1. Dont bother with the cap. They are pertty much useless to anyone but the VERY experienced installers that know how to properly use them.

2. When you build the box make it from 3/4" MDF and you will need to double up the side that holds the sub. Make sure you brace it pretty well inside the box and use plenty of glue. The glue is what holds the box together, the screws are just to hold it together until the glue sets up. I've built a few boxes that didnt have a single screw in it.

3. The posted specs say to build the box to 2.5cu after sub and port displacement. I would imagine the tuning is 35-40hz but its easy to find out. I would definitely say to tune lower though, probably in the 30-32hz range.

4. You need to do a Big 3 upgrade before you bother with another battery or bigger alt. The big 3 upgrade will make your entire electrical system FAR more efficient.

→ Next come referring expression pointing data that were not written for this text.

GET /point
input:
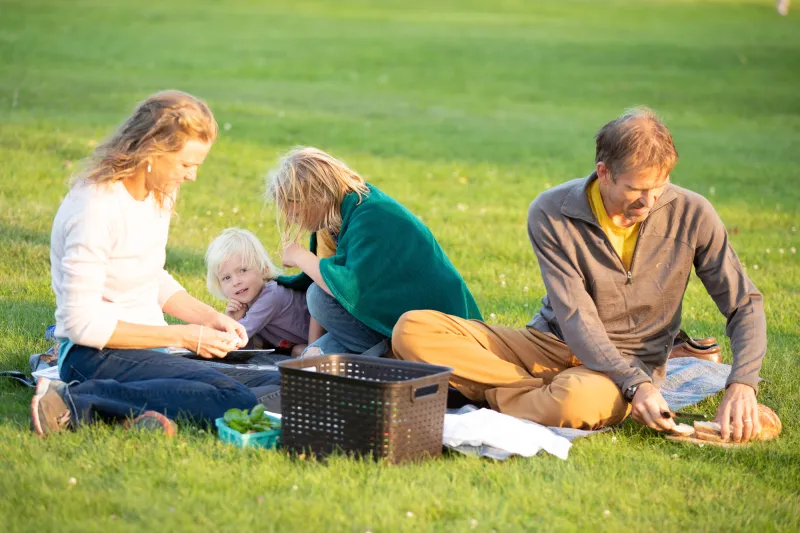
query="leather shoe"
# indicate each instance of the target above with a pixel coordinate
(711, 353)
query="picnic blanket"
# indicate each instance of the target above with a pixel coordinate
(471, 432)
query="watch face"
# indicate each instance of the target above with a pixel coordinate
(630, 393)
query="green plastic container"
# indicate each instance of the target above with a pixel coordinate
(263, 439)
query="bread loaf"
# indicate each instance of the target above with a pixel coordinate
(770, 423)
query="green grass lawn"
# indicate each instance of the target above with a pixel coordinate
(464, 111)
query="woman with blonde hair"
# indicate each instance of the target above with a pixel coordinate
(371, 260)
(107, 254)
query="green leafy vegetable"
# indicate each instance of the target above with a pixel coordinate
(253, 421)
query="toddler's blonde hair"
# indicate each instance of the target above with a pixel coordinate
(232, 242)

5. knukonceptz wire is better than Stinger IMO. The 1/0 I have at the house is noticeably larger than the Stinger even though the outer diameter is the same. knukonceptz is also a lot cheaper.
Yeah. I have a single run of their base 1/0 to the back of my car. I am about to do three more so I can have 2 positive and 2 negative runs to the back. Pretty good stuff. The KLMX is CCA which some gripe about, but it is also oversized so it kinda even out in my eyes. Plus it is just plain old affordable. I just run the KLMX from front to back(batts) in my car and use the flexible(nicer 1/0) to the amps.